The words to describe Liz Carpenter's tale of her days as a political activist, White House insider, friend, wife, mother and writer may be trite--homespun, delightful, warm, touching, friendly and insightful--yet the book is anything but. This is not just another gossipy account of the life of a Washington veteran.
Carpenter has always been a woman motivated and involved--whether it was as a journalist, an aide to Lyndon B. Johnson or press secretary to Lady Bird, or as a crusader for equal rights for women. She has succeeded in combining homespun remedies (and poems and recipes) and advice on dealing with aging and the loss of a loved one, along with memories of growing up in Texas.
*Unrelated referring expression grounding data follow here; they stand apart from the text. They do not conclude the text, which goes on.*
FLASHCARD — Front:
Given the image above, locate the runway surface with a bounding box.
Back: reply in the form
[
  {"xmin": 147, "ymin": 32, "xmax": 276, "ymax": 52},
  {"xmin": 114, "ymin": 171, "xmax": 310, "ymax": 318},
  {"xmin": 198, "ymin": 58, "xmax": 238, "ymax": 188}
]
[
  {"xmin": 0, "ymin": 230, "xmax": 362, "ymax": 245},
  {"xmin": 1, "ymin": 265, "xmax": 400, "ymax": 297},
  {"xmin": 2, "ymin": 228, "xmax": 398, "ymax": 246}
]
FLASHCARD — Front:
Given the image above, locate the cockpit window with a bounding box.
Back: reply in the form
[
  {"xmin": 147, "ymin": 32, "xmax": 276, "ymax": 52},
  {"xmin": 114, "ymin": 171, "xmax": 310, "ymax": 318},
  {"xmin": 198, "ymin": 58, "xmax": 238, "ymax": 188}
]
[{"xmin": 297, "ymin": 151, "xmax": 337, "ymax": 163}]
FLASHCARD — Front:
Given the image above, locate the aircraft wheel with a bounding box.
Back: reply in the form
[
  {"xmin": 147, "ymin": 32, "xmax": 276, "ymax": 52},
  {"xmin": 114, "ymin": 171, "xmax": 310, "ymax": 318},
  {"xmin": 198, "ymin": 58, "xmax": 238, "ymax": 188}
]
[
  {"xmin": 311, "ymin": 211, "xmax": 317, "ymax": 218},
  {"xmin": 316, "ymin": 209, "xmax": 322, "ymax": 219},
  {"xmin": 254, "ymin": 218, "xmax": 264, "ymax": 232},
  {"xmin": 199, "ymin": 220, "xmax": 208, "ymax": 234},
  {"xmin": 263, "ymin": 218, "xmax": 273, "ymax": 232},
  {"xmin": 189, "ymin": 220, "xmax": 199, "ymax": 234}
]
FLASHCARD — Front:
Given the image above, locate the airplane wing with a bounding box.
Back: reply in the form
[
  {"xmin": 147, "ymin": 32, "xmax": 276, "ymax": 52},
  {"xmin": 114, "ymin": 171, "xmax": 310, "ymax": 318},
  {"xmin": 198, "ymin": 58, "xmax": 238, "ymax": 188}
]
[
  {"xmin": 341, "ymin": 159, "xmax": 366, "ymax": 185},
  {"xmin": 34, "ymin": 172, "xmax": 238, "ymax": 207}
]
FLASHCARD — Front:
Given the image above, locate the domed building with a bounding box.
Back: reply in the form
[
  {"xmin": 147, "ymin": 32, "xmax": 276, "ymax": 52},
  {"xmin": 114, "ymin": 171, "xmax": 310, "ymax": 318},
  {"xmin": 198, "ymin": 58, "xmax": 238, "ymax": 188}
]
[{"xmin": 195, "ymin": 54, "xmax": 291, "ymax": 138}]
What works best of all are her affectionate anecdotes about her friends (some of whom are well known, all of whom are clever and somehow wise).
Whether it's Alice Roosevelt Longworth's advice on dealing with dinner guests ("If you owe a bore a dinner, send it to him"), or Walter Lippmann's insistence on serving drinks in empty peanut butter or jelly jars, or Bill Moyers' sense of humor about Johnson and the press (Reporter: "Bill, was the President on the lake yesterday?" Moyers: "Yes." Reporter: "Boating?" Moyers: "He just went for a walk"), the stories are charming and heartwarming. Wish there were more of them in this lively and loving book.